SAVAŞ VE BARIŞ

Abone Ol

Her savaş nihayetinde bir barış içindir. Savaş silahlı siyaset, siyaset ise silahsız savaştır. Savaşta kendisini kanıtlayanların barışta daha maharetli olacaklarından kuşku duyulmamalıdır. Bu bağlamda olası bir ateşkes ve barış sürecinde HAMAS’a güvenmek gerekir. Bu konuda müsterih olunmalıdır.

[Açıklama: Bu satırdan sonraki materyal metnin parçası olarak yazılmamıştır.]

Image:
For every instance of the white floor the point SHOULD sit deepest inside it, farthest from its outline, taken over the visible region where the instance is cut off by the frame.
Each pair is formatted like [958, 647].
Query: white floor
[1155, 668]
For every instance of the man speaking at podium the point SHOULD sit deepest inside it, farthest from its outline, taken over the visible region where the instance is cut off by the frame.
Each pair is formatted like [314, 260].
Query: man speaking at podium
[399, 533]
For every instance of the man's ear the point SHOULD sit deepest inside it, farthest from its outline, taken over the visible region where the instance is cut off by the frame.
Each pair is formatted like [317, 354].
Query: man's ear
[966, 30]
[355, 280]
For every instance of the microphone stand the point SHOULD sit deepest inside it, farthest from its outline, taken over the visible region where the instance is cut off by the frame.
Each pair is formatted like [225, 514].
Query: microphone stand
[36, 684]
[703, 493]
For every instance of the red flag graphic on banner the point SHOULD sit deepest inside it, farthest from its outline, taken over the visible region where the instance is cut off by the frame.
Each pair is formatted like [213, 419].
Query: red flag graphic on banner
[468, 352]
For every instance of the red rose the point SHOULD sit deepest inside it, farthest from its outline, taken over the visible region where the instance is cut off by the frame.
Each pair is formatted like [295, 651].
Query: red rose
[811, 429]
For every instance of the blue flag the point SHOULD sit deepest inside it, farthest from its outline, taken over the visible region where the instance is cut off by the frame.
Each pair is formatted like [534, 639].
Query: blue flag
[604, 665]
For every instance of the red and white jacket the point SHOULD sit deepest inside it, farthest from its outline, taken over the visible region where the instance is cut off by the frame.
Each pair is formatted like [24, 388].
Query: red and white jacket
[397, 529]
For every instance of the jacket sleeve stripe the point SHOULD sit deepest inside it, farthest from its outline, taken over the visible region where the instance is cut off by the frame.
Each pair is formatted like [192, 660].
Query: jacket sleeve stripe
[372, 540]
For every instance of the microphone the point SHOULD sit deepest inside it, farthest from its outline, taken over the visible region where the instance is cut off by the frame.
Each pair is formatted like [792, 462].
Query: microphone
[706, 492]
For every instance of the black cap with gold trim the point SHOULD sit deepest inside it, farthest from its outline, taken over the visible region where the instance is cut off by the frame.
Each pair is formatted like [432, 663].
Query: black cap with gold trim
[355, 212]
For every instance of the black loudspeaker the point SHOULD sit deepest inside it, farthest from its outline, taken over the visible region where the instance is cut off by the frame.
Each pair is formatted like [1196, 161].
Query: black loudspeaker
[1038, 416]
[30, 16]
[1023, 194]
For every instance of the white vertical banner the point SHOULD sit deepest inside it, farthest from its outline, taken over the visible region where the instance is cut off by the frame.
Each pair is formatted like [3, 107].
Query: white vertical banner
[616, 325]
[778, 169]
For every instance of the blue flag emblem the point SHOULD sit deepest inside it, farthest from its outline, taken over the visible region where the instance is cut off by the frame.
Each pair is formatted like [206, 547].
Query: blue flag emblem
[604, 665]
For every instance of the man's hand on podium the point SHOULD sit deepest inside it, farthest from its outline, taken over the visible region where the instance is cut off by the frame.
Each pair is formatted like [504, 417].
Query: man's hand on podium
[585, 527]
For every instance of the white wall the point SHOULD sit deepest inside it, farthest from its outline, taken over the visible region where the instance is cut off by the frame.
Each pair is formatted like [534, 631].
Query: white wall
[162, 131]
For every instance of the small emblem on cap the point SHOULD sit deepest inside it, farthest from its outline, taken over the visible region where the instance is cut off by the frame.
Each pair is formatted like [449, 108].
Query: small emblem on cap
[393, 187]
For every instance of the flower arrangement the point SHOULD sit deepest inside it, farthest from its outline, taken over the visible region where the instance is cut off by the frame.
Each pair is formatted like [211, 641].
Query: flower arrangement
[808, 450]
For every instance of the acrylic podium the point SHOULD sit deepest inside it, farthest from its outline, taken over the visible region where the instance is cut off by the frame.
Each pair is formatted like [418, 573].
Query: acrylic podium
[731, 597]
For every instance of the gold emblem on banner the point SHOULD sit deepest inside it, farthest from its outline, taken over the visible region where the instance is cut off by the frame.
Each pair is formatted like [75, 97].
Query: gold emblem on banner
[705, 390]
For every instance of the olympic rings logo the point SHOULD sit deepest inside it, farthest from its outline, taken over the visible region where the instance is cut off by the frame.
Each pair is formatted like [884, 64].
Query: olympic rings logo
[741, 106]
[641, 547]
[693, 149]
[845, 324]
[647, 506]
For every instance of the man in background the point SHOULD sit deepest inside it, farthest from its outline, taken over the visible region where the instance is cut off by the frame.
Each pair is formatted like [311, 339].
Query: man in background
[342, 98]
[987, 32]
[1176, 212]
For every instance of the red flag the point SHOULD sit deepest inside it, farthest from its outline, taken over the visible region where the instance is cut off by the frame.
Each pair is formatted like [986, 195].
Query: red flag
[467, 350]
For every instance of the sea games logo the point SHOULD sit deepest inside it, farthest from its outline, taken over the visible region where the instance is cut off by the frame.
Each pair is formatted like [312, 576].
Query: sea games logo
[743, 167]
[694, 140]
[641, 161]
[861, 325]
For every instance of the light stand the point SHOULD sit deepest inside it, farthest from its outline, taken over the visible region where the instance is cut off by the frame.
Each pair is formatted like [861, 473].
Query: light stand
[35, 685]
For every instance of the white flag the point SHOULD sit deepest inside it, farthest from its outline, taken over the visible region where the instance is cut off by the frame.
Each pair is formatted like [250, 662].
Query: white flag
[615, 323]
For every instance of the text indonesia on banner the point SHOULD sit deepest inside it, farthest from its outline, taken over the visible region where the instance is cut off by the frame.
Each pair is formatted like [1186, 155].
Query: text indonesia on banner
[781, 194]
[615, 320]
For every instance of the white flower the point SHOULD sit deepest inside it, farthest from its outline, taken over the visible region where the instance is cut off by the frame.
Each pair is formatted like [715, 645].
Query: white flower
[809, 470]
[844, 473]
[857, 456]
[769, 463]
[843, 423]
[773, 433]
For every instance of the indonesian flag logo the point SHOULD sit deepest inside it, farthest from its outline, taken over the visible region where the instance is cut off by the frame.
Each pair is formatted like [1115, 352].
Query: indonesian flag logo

Aşağıda değinileceği gibi Yaser Arafat döneminde, işgalci rejim istilası; tamamıyla bir Kudüs, İslam ve Arap meselesinden çıkartılıp, Filistin - işgalci rejim savaşına indirgenmişti. Son dönemde ise sanki sadece bir HAMAS - Siyonist israil çatışmasına kadar düşürülmüştü. Fakat HAMAS özellikle de bu son manevrası ile tekrar Kudüs, Arap, İslam Dünyası ile işgalci Siyonist istilanın meselesi şekline çıkardı konuyu. Masada Türkiye ile beraber Katar, Suudi Arabistan, Mısır dolaylı olarak Ürdün vesaire Arap ve Müslüman ülkelerin olması müsbet olarak değerlendirilmelidir. Orta ve uzun vadede bunun ehemmiyeti daha da iyi anlaşılacaktır.

HAMAS’ın potansiyeli hakkında şu misal dikkate ve takdire şayandır. Bir HAMAS yetkilisinin şu tespiti, HAMAS ile işgalci rejim savaşının gidişatı ve sonucu hakkında bize yeterince fikir ve ümit veriyor.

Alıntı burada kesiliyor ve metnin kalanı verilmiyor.